John W. Brennan Jr., like Bud Lewis before him, was working at the Roper Organization when he was recruited to head up the Times Poll. Brennan relocated to the West Coast in 1991 and hit the ground running with a survey of the nation's reaction to the conflict with Iraq. Brennan focused the department on the needs of the paper's local sections and local populations, in keeping with the new economic climate of Los Angeles and the Los Angeles Times. John also increased the Times Poll's visibility through the publication of same-day press releases and final "stat sheets" -- several page summaries of a survey's most interesting information.

In response to the difficulties of obtaining enough interviews with Asians in our polls, Brennan designed a series of culture-specific surveys of Southern California Asian populations, beginning with a survey of Koreans and Korean-Americans living in Los Angeles County. Other interesting surveys conducted during Brennan's era were an on-site sampling of people staying in shelters after the Northridge earthquake, research into the rank-and-file's attitudes toward gays in the military, and a controversial study of Roman Catholic priests and nuns.

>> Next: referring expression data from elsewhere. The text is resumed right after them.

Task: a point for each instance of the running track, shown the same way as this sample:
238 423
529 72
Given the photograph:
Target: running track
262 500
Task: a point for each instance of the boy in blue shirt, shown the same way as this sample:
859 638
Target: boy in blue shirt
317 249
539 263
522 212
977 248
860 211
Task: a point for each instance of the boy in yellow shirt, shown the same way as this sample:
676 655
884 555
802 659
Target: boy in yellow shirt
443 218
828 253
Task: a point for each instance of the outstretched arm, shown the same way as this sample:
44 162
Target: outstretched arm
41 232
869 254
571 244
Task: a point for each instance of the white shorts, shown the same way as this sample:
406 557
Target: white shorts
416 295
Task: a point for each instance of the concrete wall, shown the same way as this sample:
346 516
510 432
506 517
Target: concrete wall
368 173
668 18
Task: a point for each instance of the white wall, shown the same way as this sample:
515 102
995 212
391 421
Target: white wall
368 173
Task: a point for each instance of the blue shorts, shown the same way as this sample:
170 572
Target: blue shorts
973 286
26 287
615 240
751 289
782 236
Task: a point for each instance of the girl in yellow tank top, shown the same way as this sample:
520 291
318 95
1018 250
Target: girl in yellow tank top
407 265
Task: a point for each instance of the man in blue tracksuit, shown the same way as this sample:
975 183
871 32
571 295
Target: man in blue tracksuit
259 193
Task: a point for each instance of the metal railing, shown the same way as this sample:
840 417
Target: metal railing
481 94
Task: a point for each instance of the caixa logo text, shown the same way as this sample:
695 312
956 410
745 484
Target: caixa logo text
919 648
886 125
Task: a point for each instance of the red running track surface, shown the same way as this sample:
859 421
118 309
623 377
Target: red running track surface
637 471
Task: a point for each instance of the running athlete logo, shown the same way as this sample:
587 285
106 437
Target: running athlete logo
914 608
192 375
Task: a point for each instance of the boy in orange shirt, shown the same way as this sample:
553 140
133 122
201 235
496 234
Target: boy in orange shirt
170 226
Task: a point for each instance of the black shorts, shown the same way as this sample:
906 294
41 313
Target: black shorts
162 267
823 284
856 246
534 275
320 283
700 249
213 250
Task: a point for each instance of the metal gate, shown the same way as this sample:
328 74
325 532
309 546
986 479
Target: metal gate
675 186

Illness cut John Brennan's career short in 1995 at the age of 41.

As Acting Director, Susan Pinkus guided the Times Poll through the 1996 election year and was promoted to the position of Director in March 1997. Under Pinkus' leadership the Times Poll has continued to focus on both local and national issues, measuring the surge in Latino voting in Los Angeles during the 1997 mayoral election and tracking the nation's shifting attitudes toward the Clinton-Lewinsky scandal throughout 1998.

The Asian survey series has continued, with a 1997 poll of Chinese and Chinese-Americans in Southern California. For that survey the Times Poll partnered with a Hong Kong-based polling organization to ask parallel questions of Hong Kong residents. The surveys were conducted just before the 1997 reversion of Hong Kong to China. In 1998 a similar transnational study of Jews in America and in Israel was conducted by the Times Poll in conjunction with an Israeli newspaper on the occasion of the state of Israel's 50th anniversary.

1998 also saw the inauguration of the Poll's long-awaited CATI facility (Computer-Assisted Telephone Interviewing). With new computer workstations and telephone interviewing software up and running, interviews could now be collected more efficiently and the data processed much more rapidly than had been possible during the Poll's first 20 years, when the pollsters were equipped with paper questionnaires and lots of red pencils.

The Times Poll has conducted well over 400 surveys in its 20-plus years, including every type of statistically valid survey. The Poll enjoys a reputation for excellent work, functioning at a high level of credibility in political and public opinion research. The Times Poll is currently the only organization that provides an alternative to the exit polls conducted by the network-funded consortium Voter News Service during presidential elections. Throughout its history, the Poll has added a public voice to the Los Angeles Times, providing an alternative to punditry and conventional wisdom and enhancing the newspaper's coverage of current events.